In "Harper," all the characters are suspicious and they vary from suave "Allan Taggart" (Robert Wagner) to the coquettish late teen "Miranda Sampson" (Pamela Tiffin) to a lawyer "Albert Graves" (Arthur Hill) who's infatuated with the hot teen and also carries a gun. Then there's the overweight has-been entertainer "Fay Esterbrook" (Shelly Winters), the druggie jazz singer "Betty Fraley" (Julie Harris), the New Age scam artist "Claude" (Strother Martin) and a bunch of gangsters and thugs who are the obvious targets. Of them all, I though Winters was the biggest hoot.
Along the way, Newman wins all the verbal bouts but loses the physical contests. He zings everyone with some great put-downs, but takes a physical beating a few times, too. He sports a nice shiner in the last half of the film.

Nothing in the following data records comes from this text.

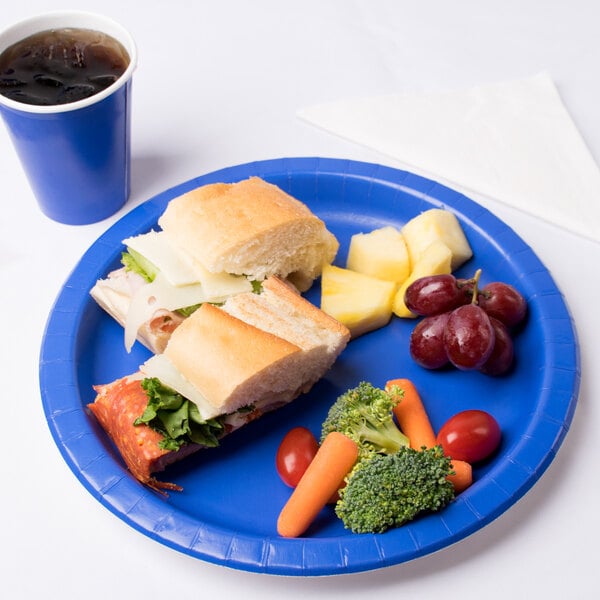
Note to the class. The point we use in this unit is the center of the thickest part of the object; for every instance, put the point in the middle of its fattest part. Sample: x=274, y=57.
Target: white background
x=218, y=84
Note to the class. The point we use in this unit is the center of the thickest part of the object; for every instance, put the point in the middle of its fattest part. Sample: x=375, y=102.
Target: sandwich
x=223, y=367
x=213, y=242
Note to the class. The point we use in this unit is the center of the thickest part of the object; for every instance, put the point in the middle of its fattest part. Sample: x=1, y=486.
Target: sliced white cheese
x=156, y=247
x=218, y=286
x=156, y=295
x=162, y=368
x=180, y=282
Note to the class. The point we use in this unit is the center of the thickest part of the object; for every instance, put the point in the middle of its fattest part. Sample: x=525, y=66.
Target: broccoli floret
x=389, y=490
x=364, y=414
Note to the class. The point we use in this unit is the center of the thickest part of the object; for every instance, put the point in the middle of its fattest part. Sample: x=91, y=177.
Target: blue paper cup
x=76, y=156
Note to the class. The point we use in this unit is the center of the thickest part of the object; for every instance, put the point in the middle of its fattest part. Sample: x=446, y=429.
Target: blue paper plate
x=232, y=495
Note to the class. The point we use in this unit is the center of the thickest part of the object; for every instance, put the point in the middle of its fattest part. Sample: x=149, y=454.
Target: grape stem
x=475, y=297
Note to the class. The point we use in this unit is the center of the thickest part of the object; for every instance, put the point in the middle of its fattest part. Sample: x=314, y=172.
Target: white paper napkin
x=512, y=141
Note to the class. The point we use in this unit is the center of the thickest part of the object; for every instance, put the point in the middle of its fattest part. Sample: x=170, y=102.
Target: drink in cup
x=65, y=97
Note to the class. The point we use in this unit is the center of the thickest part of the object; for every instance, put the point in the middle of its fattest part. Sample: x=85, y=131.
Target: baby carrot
x=411, y=415
x=414, y=422
x=332, y=462
x=463, y=475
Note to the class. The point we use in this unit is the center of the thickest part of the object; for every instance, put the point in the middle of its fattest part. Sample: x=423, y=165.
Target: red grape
x=427, y=342
x=501, y=358
x=436, y=294
x=468, y=337
x=503, y=302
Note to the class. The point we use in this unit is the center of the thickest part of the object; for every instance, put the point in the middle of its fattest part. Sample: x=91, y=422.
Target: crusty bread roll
x=250, y=228
x=256, y=353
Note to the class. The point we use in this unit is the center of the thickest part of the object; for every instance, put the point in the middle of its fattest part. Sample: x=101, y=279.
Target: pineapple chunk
x=381, y=253
x=436, y=259
x=436, y=224
x=361, y=302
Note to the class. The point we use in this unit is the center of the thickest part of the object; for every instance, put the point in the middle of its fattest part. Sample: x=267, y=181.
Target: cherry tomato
x=471, y=435
x=295, y=453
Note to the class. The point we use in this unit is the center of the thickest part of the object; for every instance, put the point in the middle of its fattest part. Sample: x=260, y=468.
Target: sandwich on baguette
x=215, y=241
x=223, y=367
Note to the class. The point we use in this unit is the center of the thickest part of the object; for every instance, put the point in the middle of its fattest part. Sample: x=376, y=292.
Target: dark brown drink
x=60, y=66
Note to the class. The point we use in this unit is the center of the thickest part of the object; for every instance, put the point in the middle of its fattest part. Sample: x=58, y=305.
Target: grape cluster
x=464, y=325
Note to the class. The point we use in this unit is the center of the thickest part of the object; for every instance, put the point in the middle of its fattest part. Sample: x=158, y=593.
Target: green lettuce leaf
x=134, y=261
x=176, y=418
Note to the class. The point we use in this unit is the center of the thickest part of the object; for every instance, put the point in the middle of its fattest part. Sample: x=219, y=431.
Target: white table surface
x=218, y=84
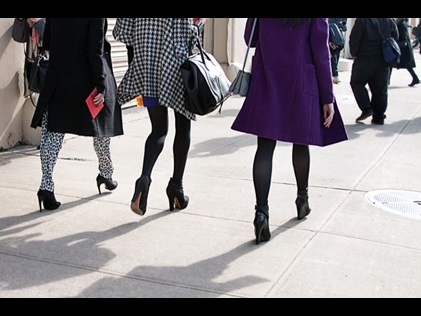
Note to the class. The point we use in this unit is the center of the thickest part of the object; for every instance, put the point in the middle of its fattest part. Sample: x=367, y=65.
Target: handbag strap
x=376, y=23
x=249, y=43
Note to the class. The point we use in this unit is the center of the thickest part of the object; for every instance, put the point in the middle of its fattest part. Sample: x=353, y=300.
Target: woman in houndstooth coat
x=160, y=46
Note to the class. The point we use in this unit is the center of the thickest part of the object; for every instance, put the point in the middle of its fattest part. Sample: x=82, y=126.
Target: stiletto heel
x=261, y=224
x=140, y=196
x=109, y=183
x=303, y=208
x=47, y=199
x=176, y=197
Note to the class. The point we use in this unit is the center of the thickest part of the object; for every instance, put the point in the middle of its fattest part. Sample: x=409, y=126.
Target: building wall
x=16, y=112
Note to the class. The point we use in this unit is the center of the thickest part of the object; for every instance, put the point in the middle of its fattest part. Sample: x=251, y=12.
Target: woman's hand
x=328, y=113
x=99, y=99
x=34, y=20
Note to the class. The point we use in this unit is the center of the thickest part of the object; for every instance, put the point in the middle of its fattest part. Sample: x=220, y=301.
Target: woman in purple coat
x=291, y=100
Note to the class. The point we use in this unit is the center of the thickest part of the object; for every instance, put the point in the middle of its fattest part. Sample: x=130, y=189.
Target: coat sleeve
x=96, y=51
x=248, y=30
x=123, y=30
x=40, y=27
x=319, y=37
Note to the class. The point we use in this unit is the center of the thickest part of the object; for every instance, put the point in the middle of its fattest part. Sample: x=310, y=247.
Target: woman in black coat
x=80, y=61
x=407, y=60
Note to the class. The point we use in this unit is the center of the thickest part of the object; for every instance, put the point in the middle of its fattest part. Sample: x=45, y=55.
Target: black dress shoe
x=365, y=114
x=377, y=121
x=110, y=184
x=414, y=82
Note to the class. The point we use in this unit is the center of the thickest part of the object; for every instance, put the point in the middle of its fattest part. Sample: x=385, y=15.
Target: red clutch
x=94, y=109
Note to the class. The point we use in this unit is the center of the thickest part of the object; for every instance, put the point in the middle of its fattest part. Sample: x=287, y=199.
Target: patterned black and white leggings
x=51, y=144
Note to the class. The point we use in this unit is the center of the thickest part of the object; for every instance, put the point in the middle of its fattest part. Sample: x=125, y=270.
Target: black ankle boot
x=261, y=224
x=140, y=196
x=303, y=208
x=47, y=199
x=176, y=197
x=109, y=183
x=414, y=82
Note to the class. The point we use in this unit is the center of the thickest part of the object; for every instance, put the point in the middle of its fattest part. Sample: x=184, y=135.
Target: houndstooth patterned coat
x=160, y=46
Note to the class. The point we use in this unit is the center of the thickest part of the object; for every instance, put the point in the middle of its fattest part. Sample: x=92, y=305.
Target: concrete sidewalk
x=94, y=246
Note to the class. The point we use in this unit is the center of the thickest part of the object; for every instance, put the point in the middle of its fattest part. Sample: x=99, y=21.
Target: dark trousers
x=335, y=56
x=373, y=72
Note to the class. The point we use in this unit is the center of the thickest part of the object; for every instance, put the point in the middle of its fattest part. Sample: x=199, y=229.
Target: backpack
x=336, y=36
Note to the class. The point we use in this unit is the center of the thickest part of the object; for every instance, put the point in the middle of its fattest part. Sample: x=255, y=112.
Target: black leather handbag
x=36, y=71
x=205, y=82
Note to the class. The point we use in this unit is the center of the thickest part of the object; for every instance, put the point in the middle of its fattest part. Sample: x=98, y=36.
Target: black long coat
x=405, y=44
x=80, y=60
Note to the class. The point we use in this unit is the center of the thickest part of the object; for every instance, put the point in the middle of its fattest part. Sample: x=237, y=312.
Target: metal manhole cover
x=405, y=203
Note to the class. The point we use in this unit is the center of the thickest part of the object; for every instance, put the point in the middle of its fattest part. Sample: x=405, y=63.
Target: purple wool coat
x=291, y=80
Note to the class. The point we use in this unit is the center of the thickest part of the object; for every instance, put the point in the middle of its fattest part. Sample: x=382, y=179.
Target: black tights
x=156, y=140
x=263, y=164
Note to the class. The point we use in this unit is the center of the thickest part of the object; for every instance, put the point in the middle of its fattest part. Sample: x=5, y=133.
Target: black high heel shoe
x=140, y=196
x=261, y=224
x=109, y=183
x=414, y=82
x=303, y=208
x=47, y=199
x=176, y=197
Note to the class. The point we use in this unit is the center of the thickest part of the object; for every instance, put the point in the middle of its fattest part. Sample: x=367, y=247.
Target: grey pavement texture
x=94, y=246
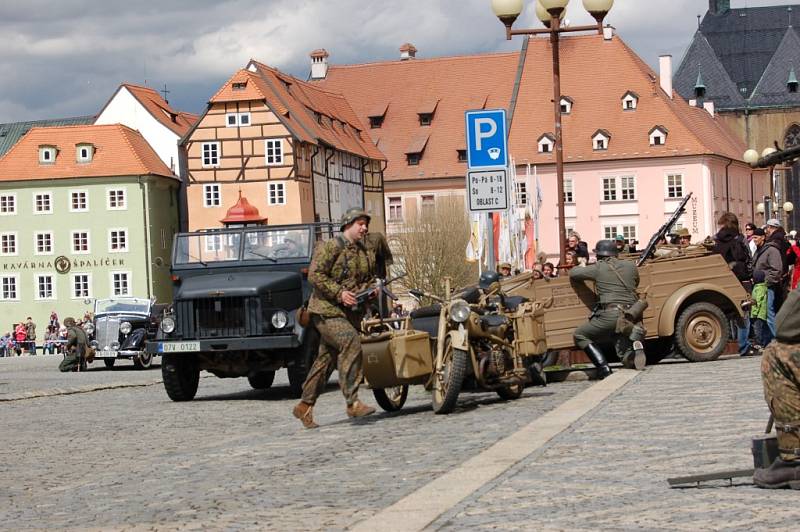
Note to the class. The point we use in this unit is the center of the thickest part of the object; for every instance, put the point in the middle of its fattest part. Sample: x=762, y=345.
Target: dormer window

This film will put you smack into the time period, when people danced "The Frug" and referred to cops as "the fuzz." People were starting to wear Beatle-type haircuts, although you'd never find Newman giving in to that counterculture fad. In here, at least, he's old school, tough, relentless and suspicious of everyone......which, at it turns out, is as it should be.
The DVD is now part of the Paul Newman Collection and it's shown with a very sharp 2.35:1 ratio transfer, very much showing off Conrad Hall's cinematography. Johnny Mandel's music score adds to the "coolness" of this film, too.